This is a

review from my collection of

math book reviews.

**Calculus** by Michael Spivak

This is a book everyone should read. If you don't know calculus and have the time, read it and do all the exercises. Parts 1 and 2 are where I finally learned what a limit was, after three years of "explanations" from bad calculus books. The whole thing is the most coherently envisioned and explained treatment of one-variable calculus I've seen; Spivak's plan and the nature of the insight he's trying to impart are evident throughout.

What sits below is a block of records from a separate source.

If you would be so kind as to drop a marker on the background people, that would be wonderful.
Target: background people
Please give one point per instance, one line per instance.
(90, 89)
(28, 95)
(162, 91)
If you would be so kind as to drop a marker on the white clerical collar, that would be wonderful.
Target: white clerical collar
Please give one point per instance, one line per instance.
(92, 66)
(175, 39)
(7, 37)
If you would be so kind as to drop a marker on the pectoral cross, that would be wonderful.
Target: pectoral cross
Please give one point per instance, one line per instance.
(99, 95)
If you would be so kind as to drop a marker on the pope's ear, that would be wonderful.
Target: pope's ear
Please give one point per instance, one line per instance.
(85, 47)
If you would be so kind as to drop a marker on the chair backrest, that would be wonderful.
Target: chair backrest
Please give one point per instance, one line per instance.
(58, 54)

The book has flaws, of course. The exercises get a little monotonous because Spivak has a few tricks he likes to use repeatedly to construct them. There is perhaps too little material on applications, but this can be found in other books (try Apostol's *Calculus*, or *Differential and integral calculus* by Courant if you're brave). Also, Spivak sometimes avoids sophistication at the expense of clarity, as in the proofs of Three Hard Theorems in chapter 8 (where a lot of epsilon-pushing takes the place of the words "compact" and "connected"). Nevertheless, this is the best calculus book overall, and I've seen it do a wonderful job of brain rectification on many people.

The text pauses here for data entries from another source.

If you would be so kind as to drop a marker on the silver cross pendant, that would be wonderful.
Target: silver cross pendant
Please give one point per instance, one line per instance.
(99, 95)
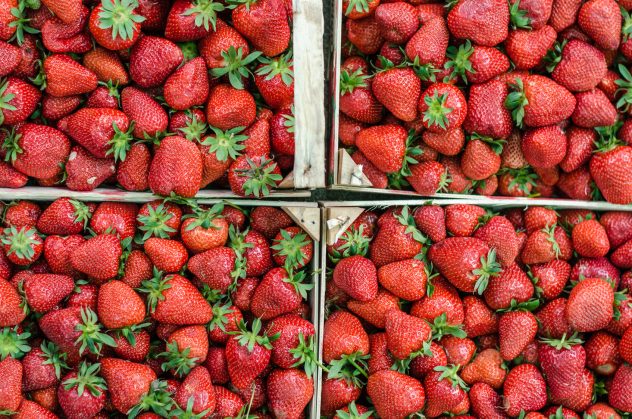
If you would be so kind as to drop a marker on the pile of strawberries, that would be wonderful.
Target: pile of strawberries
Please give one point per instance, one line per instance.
(506, 97)
(166, 95)
(154, 310)
(458, 311)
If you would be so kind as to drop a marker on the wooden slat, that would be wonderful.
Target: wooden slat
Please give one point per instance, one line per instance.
(309, 89)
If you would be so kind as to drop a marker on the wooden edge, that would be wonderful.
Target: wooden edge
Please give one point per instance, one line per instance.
(338, 221)
(309, 94)
(350, 173)
(307, 218)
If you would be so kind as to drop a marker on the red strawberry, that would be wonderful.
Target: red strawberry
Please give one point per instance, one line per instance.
(485, 22)
(152, 60)
(98, 257)
(289, 392)
(57, 67)
(176, 167)
(18, 100)
(188, 86)
(601, 20)
(590, 305)
(265, 24)
(174, 300)
(395, 395)
(524, 389)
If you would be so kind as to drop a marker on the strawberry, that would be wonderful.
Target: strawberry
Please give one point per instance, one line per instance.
(516, 329)
(468, 263)
(115, 25)
(375, 310)
(395, 395)
(601, 20)
(188, 86)
(44, 291)
(57, 67)
(581, 66)
(539, 101)
(98, 257)
(152, 60)
(357, 276)
(150, 119)
(487, 115)
(18, 100)
(127, 382)
(248, 354)
(289, 392)
(11, 386)
(196, 393)
(485, 23)
(174, 300)
(590, 305)
(106, 65)
(398, 22)
(527, 48)
(524, 389)
(166, 255)
(264, 23)
(82, 392)
(544, 147)
(176, 167)
(593, 110)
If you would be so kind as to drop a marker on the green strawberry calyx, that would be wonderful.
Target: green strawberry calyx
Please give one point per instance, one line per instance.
(459, 61)
(155, 224)
(450, 372)
(158, 399)
(353, 413)
(87, 379)
(489, 267)
(291, 248)
(205, 13)
(250, 338)
(5, 99)
(277, 66)
(119, 16)
(236, 66)
(91, 337)
(21, 242)
(13, 343)
(53, 356)
(260, 177)
(564, 342)
(226, 144)
(351, 81)
(178, 361)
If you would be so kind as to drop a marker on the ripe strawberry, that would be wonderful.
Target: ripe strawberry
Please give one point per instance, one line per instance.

*Addendum from Pete Clark, one of my co-reviewers:* Yes, it's good, although perhaps more of the affection comes from more advanced students who flip back through it? Most of my exposure to this book comes from tutoring and grading for 161 *[the University of Chicago honors first-year calculus class]*, but I seriously believe that working as many problems as possible (it must be acknowledged that many of them are difficult for first year students, and a few of them are really hard!) is invaluable for developing the mathematical maturity and epsilonic technique that no math major should be without.